Here’s a new post in the category “How to deal with that unfriendly design?”
Again, since the title is not very explicit, an example will surely explain it all :
<root> <ids> <id>7369</id> <id>7499</id> <id>7521</id> </ids> <names> <name>SMITH</name> <name>ALLEN</name> <name>WARD</name> </names> <jobs> <job>CLERK</job> <job>SALESMAN</job> <job>SALESMAN</job> </jobs> </root>
This is the result we want out of that data :
ID NAME JOB ----- ------- ---------- 7369 SMITH CLERK 7499 ALLEN SALESMAN 7521 WARD SALESMAN
0. Set up
This script creates an XMLType table (binary XML storage) and a sample XML document :
create table tmp_xml of xmltype; insert into tmp_xml select xmlelement("root" , xmlelement("ids", xmlagg(xmlelement("id", level))) , xmlelement("names", xmlagg(xmlelement("name", 'NAME'||to_char(level,'fm09999')))) , xmlelement("dates", xmlagg(xmlelement("date", cast(date '2015-01-01' + level/24 as timestamp(0))))) ) from dual connect by level <= 10000;
The resulting XML document has the following structure :
<root> <ids> <id>1</id> <id>2</id> <id>3</id> <!-- up to 10000 --> </ids> <names> <name>NAME00001</name> <name>NAME00002</name> <name>NAME00003</name> <!-- up to NAME10000 --> </names> <dates> <date>2015-01-01T01:00:00</date> <date>2015-01-01T02:00:00</date> <date>2015-01-01T03:00:00</date> <!-- up to 2016-02-21T16:00:00 --> </dates> </root>
Expected output :
ID NAME DT ------ ------------ -------------------- 1 NAME00001 01/01/2015 01:00:00 2 NAME00002 01/01/2015 02:00:00 3 NAME00003 01/01/2015 03:00:00 4 NAME00004 01/01/2015 04:00:00 ...

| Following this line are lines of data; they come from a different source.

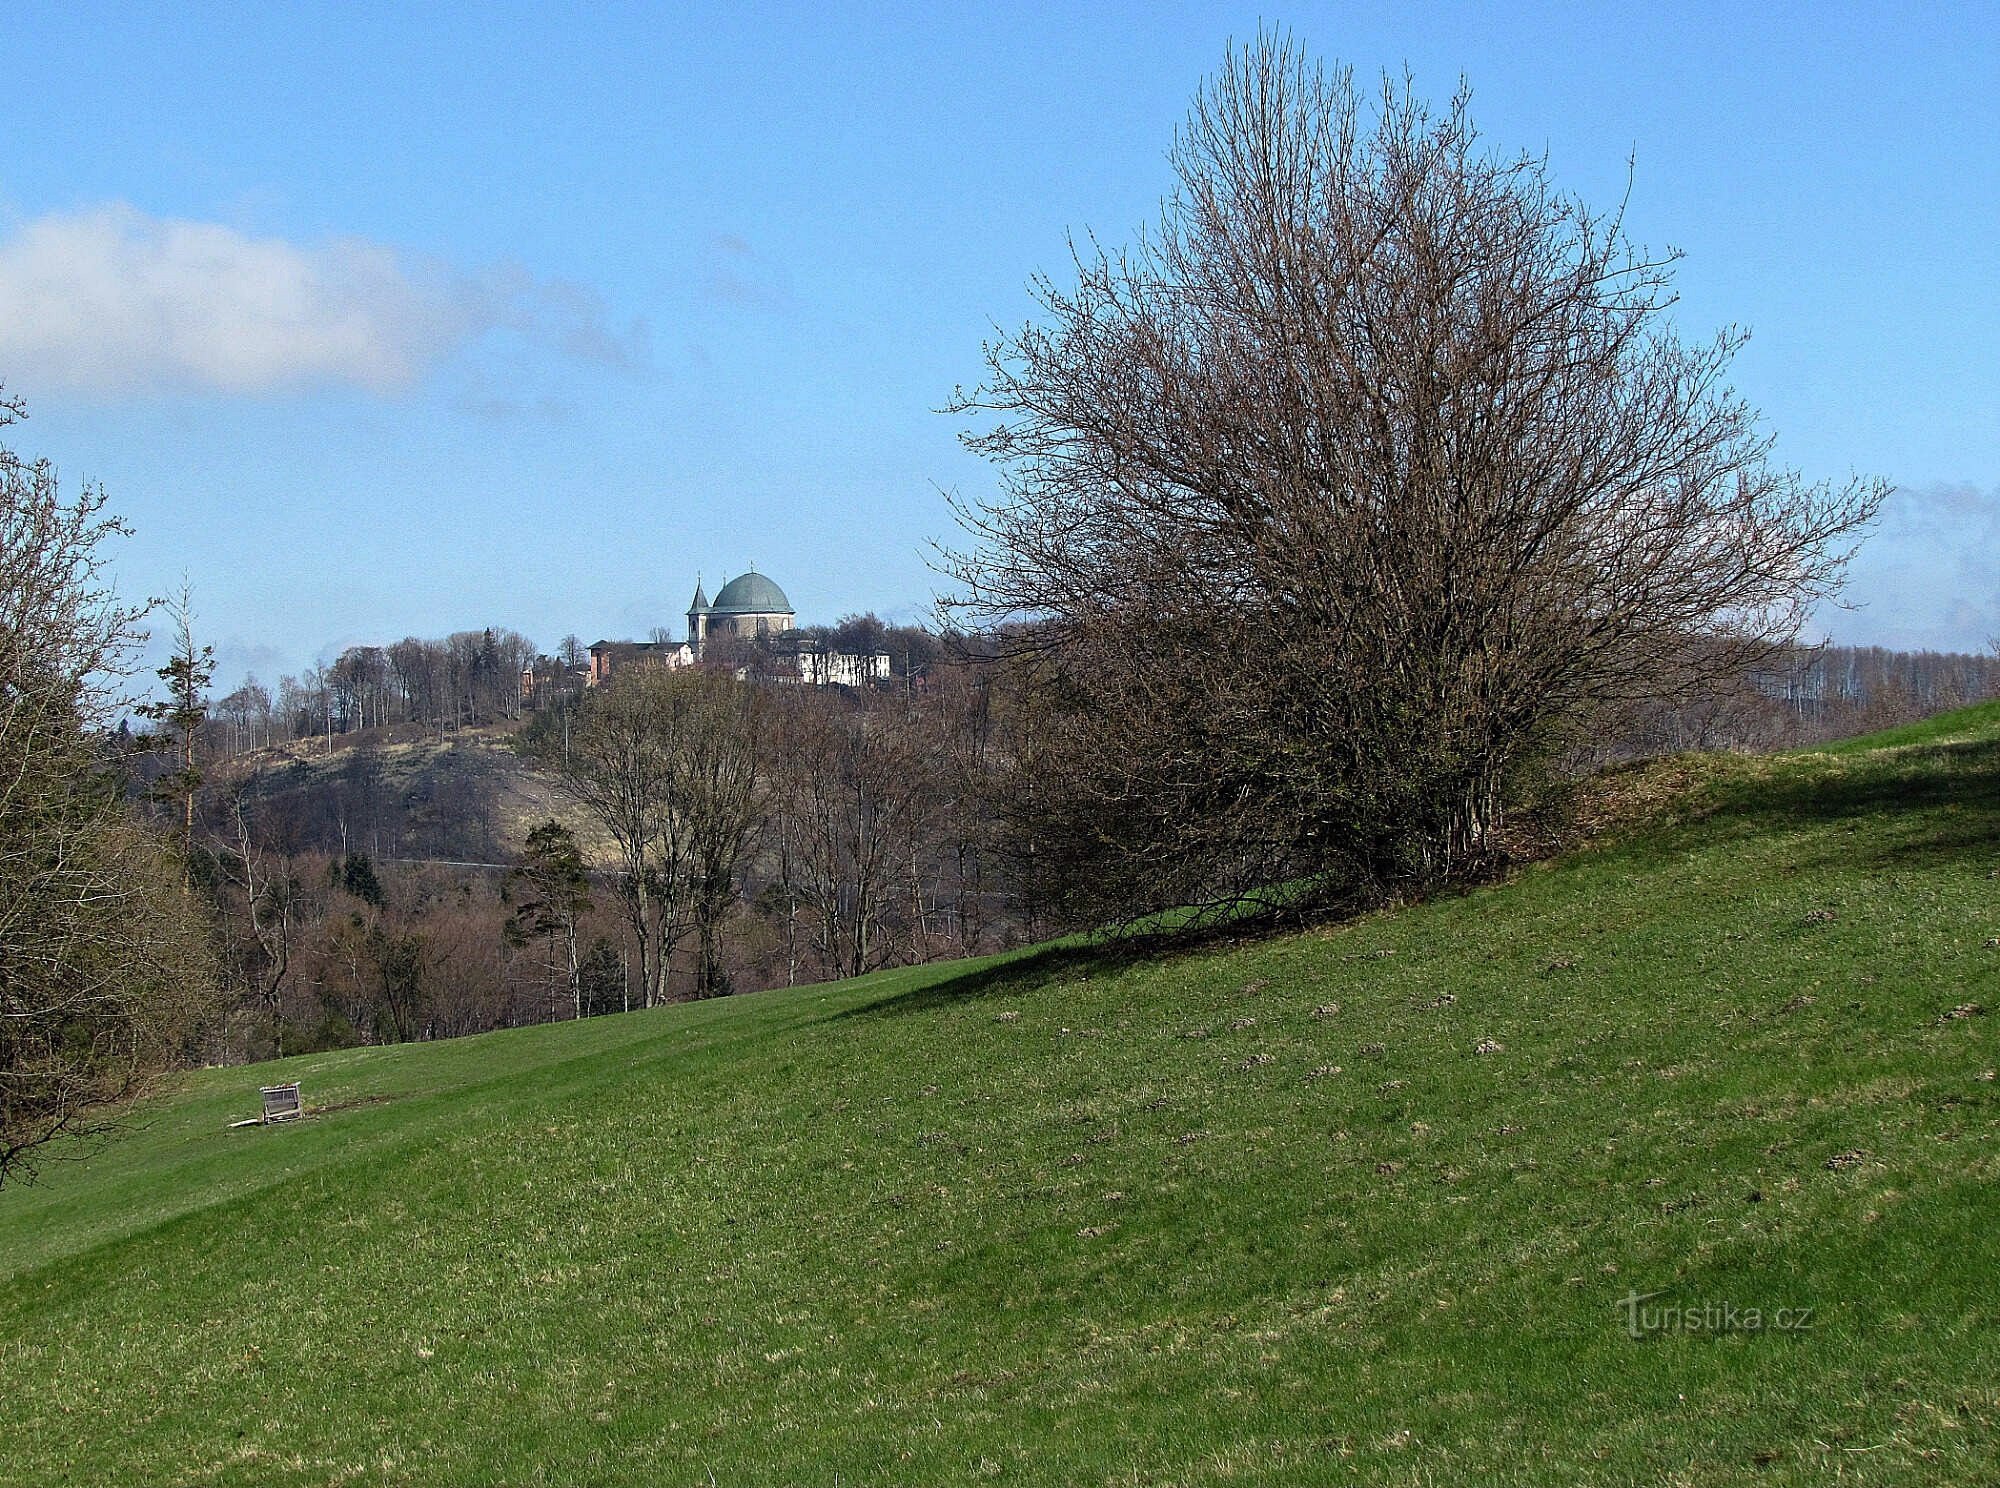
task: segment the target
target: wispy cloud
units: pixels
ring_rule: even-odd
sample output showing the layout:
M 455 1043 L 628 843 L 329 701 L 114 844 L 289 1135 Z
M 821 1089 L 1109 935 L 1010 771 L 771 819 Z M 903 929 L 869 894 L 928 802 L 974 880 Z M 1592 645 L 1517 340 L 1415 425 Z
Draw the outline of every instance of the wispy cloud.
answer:
M 298 244 L 111 204 L 0 239 L 0 374 L 16 388 L 395 394 L 495 331 L 607 366 L 646 355 L 643 324 L 614 329 L 581 285 L 361 238 Z
M 785 276 L 734 233 L 709 240 L 704 288 L 710 299 L 745 309 L 789 311 L 797 305 Z
M 2000 487 L 1901 487 L 1855 559 L 1846 598 L 1858 608 L 1825 624 L 1838 640 L 1983 651 L 2000 636 L 1996 550 Z

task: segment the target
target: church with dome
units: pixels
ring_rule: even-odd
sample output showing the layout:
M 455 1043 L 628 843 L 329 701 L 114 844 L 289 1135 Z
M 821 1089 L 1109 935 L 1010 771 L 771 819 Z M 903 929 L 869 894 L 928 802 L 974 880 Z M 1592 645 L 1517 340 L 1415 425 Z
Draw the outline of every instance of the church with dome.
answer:
M 797 628 L 798 616 L 785 591 L 754 567 L 716 590 L 712 600 L 697 578 L 694 600 L 688 605 L 686 640 L 670 640 L 654 631 L 650 641 L 598 641 L 590 647 L 588 666 L 578 663 L 568 667 L 542 657 L 522 673 L 522 700 L 538 707 L 558 694 L 600 687 L 632 666 L 673 668 L 703 661 L 727 665 L 740 656 L 741 643 L 768 644 Z M 816 687 L 860 687 L 889 677 L 889 657 L 883 652 L 859 655 L 829 651 L 802 639 L 792 645 L 781 643 L 773 650 L 782 666 L 779 680 Z M 737 667 L 739 677 L 747 677 L 749 671 L 748 667 Z M 759 675 L 771 676 L 768 664 Z
M 700 661 L 704 648 L 713 642 L 777 635 L 792 629 L 797 617 L 785 591 L 753 568 L 716 590 L 713 603 L 697 578 L 687 622 L 688 650 L 692 660 Z

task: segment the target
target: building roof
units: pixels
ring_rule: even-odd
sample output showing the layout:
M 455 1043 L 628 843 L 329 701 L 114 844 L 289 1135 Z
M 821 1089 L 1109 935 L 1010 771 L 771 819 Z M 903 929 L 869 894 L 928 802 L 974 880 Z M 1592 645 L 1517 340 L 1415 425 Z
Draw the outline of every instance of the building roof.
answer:
M 694 581 L 694 603 L 688 606 L 690 615 L 700 615 L 708 609 L 708 596 L 702 592 L 701 580 Z
M 715 603 L 708 607 L 711 615 L 789 615 L 792 602 L 785 598 L 785 591 L 752 569 L 747 574 L 738 574 L 715 591 Z

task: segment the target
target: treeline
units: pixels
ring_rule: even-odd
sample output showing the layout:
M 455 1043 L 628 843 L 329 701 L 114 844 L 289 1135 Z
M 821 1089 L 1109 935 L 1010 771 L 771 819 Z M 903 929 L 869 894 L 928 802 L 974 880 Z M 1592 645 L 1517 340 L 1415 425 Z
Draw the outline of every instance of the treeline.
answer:
M 398 724 L 444 734 L 518 718 L 521 672 L 534 659 L 533 642 L 497 626 L 350 646 L 325 666 L 279 678 L 275 691 L 251 677 L 218 698 L 210 739 L 220 753 L 243 754 Z
M 669 633 L 656 628 L 654 640 Z M 832 625 L 808 625 L 779 634 L 714 643 L 714 659 L 776 675 L 778 664 L 801 648 L 889 658 L 899 681 L 922 678 L 942 654 L 937 634 L 920 625 L 895 625 L 874 614 L 845 615 Z M 406 636 L 392 645 L 350 646 L 332 662 L 278 679 L 275 688 L 255 676 L 214 701 L 207 743 L 219 756 L 267 749 L 300 739 L 329 742 L 367 729 L 428 731 L 439 736 L 462 728 L 521 717 L 526 708 L 521 677 L 529 668 L 553 672 L 544 697 L 580 690 L 575 674 L 590 653 L 575 635 L 552 654 L 505 626 L 460 630 L 441 639 Z
M 941 636 L 924 626 L 892 625 L 872 613 L 843 615 L 832 625 L 802 625 L 795 631 L 759 639 L 767 644 L 803 642 L 827 651 L 863 656 L 880 653 L 889 658 L 893 677 L 921 677 L 934 663 L 964 655 L 968 645 L 968 638 L 956 637 L 947 647 Z
M 1780 649 L 1695 695 L 1631 709 L 1595 755 L 1785 749 L 1894 728 L 2000 697 L 2000 656 L 1880 646 Z

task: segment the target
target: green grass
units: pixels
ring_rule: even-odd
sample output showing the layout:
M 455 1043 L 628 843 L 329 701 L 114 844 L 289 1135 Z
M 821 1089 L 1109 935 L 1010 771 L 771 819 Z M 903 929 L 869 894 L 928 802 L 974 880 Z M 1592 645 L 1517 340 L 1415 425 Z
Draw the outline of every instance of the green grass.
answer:
M 1688 773 L 1339 929 L 193 1076 L 0 1192 L 0 1482 L 2000 1480 L 2000 710 Z

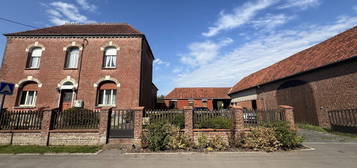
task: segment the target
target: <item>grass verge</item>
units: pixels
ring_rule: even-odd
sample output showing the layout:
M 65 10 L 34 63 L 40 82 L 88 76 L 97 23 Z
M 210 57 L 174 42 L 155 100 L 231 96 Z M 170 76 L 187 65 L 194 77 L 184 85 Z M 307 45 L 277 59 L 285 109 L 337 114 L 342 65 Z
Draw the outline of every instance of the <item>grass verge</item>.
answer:
M 316 126 L 316 125 L 297 124 L 297 126 L 301 129 L 313 130 L 313 131 L 324 132 L 324 133 L 331 133 L 331 134 L 346 136 L 346 137 L 350 137 L 350 138 L 357 138 L 357 134 L 338 132 L 338 131 L 331 130 L 330 128 L 324 128 L 324 127 L 320 127 L 320 126 Z
M 0 153 L 95 153 L 102 149 L 101 146 L 0 146 Z

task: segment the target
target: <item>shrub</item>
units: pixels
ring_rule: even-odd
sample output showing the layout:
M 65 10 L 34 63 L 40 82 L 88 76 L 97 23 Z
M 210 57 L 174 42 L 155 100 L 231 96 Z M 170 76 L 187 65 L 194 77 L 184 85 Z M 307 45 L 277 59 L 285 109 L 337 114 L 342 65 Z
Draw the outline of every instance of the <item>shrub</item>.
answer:
M 228 144 L 223 138 L 217 135 L 210 140 L 210 146 L 216 150 L 224 150 L 228 148 Z
M 151 123 L 143 132 L 142 147 L 152 151 L 188 149 L 190 146 L 189 139 L 180 128 L 168 123 Z
M 271 122 L 266 127 L 272 128 L 276 139 L 281 143 L 281 148 L 292 149 L 301 145 L 303 137 L 297 136 L 295 130 L 291 130 L 289 123 L 285 121 Z
M 143 132 L 142 146 L 152 151 L 165 150 L 170 142 L 171 126 L 165 123 L 152 123 Z
M 171 124 L 176 125 L 181 129 L 185 128 L 185 116 L 177 114 Z
M 230 129 L 232 128 L 232 120 L 226 117 L 215 117 L 204 120 L 198 124 L 199 128 L 212 128 L 212 129 Z
M 207 135 L 201 134 L 198 137 L 196 147 L 208 150 L 224 150 L 228 148 L 228 144 L 220 136 L 208 138 Z
M 209 140 L 207 135 L 201 134 L 197 139 L 197 148 L 208 148 L 209 147 Z
M 181 129 L 176 126 L 171 126 L 169 143 L 167 144 L 168 149 L 188 149 L 191 144 L 184 132 L 181 132 Z
M 267 152 L 276 151 L 281 145 L 275 137 L 274 130 L 264 127 L 252 128 L 250 132 L 241 133 L 238 140 L 239 147 Z

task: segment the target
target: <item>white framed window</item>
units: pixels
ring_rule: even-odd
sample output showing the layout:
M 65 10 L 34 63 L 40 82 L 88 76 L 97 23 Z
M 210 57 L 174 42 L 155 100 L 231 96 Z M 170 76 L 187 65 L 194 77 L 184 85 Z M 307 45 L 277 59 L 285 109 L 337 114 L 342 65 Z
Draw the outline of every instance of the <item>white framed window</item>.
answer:
M 37 91 L 22 91 L 20 106 L 36 106 Z
M 115 106 L 117 90 L 105 89 L 98 92 L 98 106 Z
M 79 48 L 78 47 L 69 48 L 66 56 L 65 68 L 77 68 L 78 58 L 79 58 Z
M 117 62 L 117 49 L 108 47 L 104 52 L 104 68 L 115 68 Z
M 40 67 L 40 61 L 42 56 L 42 48 L 33 48 L 29 55 L 27 68 L 35 69 Z

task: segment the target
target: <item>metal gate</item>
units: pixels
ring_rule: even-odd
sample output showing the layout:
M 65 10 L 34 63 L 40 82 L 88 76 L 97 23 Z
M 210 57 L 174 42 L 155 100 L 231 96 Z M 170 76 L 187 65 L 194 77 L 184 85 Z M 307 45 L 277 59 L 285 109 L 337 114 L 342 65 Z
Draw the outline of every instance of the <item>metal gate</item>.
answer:
M 134 137 L 134 110 L 112 110 L 109 138 Z

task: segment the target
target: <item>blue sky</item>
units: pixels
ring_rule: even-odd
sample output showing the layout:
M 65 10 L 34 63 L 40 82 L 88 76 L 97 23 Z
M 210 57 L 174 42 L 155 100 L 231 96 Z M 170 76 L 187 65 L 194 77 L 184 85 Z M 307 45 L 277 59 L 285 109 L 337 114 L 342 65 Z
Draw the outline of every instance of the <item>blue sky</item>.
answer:
M 154 83 L 159 94 L 174 87 L 232 86 L 250 73 L 357 25 L 355 0 L 1 2 L 0 17 L 34 27 L 66 22 L 133 25 L 146 34 L 156 57 Z M 0 33 L 29 29 L 0 20 Z M 5 43 L 1 36 L 2 53 Z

Following are two methods to achieve that.
1. XMLTABLE with a single XQuery expression
select /*+ no_xml_query_rewrite */ x.* from tmp_xml t , xmltable( 'for $i at $p in $d/root/ids/id return element r { $i , $d/root/names/name[$p] , $d/root/dates/date[$p] }' passing t.object_value as "d" columns id number(5) path 'id' , name varchar2(10) path 'name' , dt timestamp path 'date' ) x ;
Here, the FLWOR expression iterates the sequence of ids, gathering the index of each item into the positional variable $p. The return clause then builds a “row” element consisting in the current id and both the name and date elements at the same position in their corresponding groups.
Also note the usage of the NO_XML_QUERY_REWRITE hint which forces evaluation of the XQuery expression by the XVM.
Without the hint, Oracle resolves the XQuery using internal SQL functions but it’s very inefficient when positional iteration is used.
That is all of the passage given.